Assateague Island

Assateague Sunrise.jpg

Photo courtesy of Eric Z. Grey

Just south of Ocean City on Maryland’s Eastern Shore is Assateague Island, one of my favorite outdoor destinations.

Assateague is a long, narrow barrier island that runs along the eastern shores of Maryland and Virginia. Home to the famous wild ponies popularized by “Misty of Chincoteague,” Assateague offers guarded public beaches amongst pristine natural beauty and wildlife.

If you’re tired of the over-developed, crowded, sleazy, smelly, boardwalk beaches of Maryland’s Eastern shore, Assateague is a wonderful alternative. Here is an overview, with details after the jump.

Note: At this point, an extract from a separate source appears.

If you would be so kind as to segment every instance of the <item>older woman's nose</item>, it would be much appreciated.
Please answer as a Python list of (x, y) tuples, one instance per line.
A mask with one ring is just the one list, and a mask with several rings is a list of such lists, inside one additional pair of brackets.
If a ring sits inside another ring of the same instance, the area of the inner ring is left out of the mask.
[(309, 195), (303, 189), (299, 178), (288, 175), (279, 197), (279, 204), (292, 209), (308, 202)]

Destination: Assateague Island

Distance: 2.5 to 3 hour drive from DC, on Maryland’s Eastern Shore.

Scenery and Attractions: Rural, undeveloped ocean beach and scrub forest with wild ponies.

Wimp Factor: Wimps welcome. You can easily see the sites from your car, or hike deep into the non-toileted wilderness.

Activities: Swimming, surfing, sea-canoeing, hiking, camping, fishing, clamming, crabbing, horseback riding, hunting and off-roading. Some activities vary by season and are limited.

Cost: There is a charge for both the state and federal beaches. Passes are available.

Why it’s cool: You can see wild ponies, camp next to the sand dunes, stoke a roaring fire on the beach and enjoy a night sky filled with stars.

Words of Wisdom: Book campsites early as they fill up quickly. Bring insect repellant after June 15th and avoid the Bay Side campsites in the summer altogether– they are infested with mosquitos. Don’t feed the ponies, as they will eat you.

Assateague is part of the same barrier island system that Ocean City and Chincoteague are built on. In 1933, a massive hurricane split the then Assateague peninsula from the mainland, and Assateague Island was created. While Ocean city and Assateague are a short boat ride away from each other they, are world’s apart in atmosphere. On the east (ocean) side Assateague is a barren expanse of grass and dunes, fully exposed to the harsh Atlantic winds and waves. On the west (bay) side, Assateague is a mix of scrub forest and tidal marshlands guarding Sinepuxent bay. The bay side between June and September is bug infested, but other times offers great opportunities for canoeing, fishing and shell fishing. Do not camp on the bay side between June and September unless you love getting bitten by bugs. The ocean side of the island, especially close to the dunes and the spray of the ocean, is less of a bug hazard.

Maryland’s Assateague State Park controls part of the northern tip of the island and offers guarded, public beaches with some limited concessions (snack bar, showers and bathrooms) and a public campground. One drawback to the state park is that fires are not allowed on the ground, even on the beach, unlike the National campground.

Assateague State Park is a great place to spend the day soaking up the sun, swimming in the frigid turbulence of the Atlantic Ocean. A small snack bar and store is available at the beach, which is convenient given the lack of nearby alternatives.

The remainder of the island in Maryland is controlled by the National Park Service as part of
Assateague National Seashore. The Virginia portion of Assateague Island is a preserve maintained by the U.S. Fish and Wildlife Agency.

The national seashore offers an array of activities: sea-canoeing, hiking, camping, fishing, clamming, crabbing, horseback riding, hunting and off-roading. Swimming is at your own risk, as there is no guard. You can camp on either the Bay or Ocean sides

The National Seashore campgrounds on the ocean side are fantastic, tucked right up against the dunes. I typically camp at the Oceanside Walk-In campsites and build a giant bonfire on the beach below the tide line. At nightfall, the sky explodes with stars and strangers offer a seat around their bonfire, share their food and drink and lend you insect repellant if you forgot it. It is literally one of the friendliest places I have ever been.

Assateague National Seashore also offers Backcountry Camping for the tougher folks who want to go to a truly secluded place. No running water, no cell phone service, no screaming kids– just roaring waves, pristine beach, and open sky. The back country Bayside campsites are also reachable by canoe, although again, it isn’t recommended in the summer due to insects. Even for those going to backcountry Oceanside Campsites, insect repellant is a necessity.

Images Here

And here

1 Comment so far

  1. SignOf4 (unregistered) on May 19th, 2006 @ 8:36 am

    Assateague Island is beautiful indeed. You’ve got me grateful that most people living in the area have discovered only two places to go to the beach: Ocean City and the Outer Banks.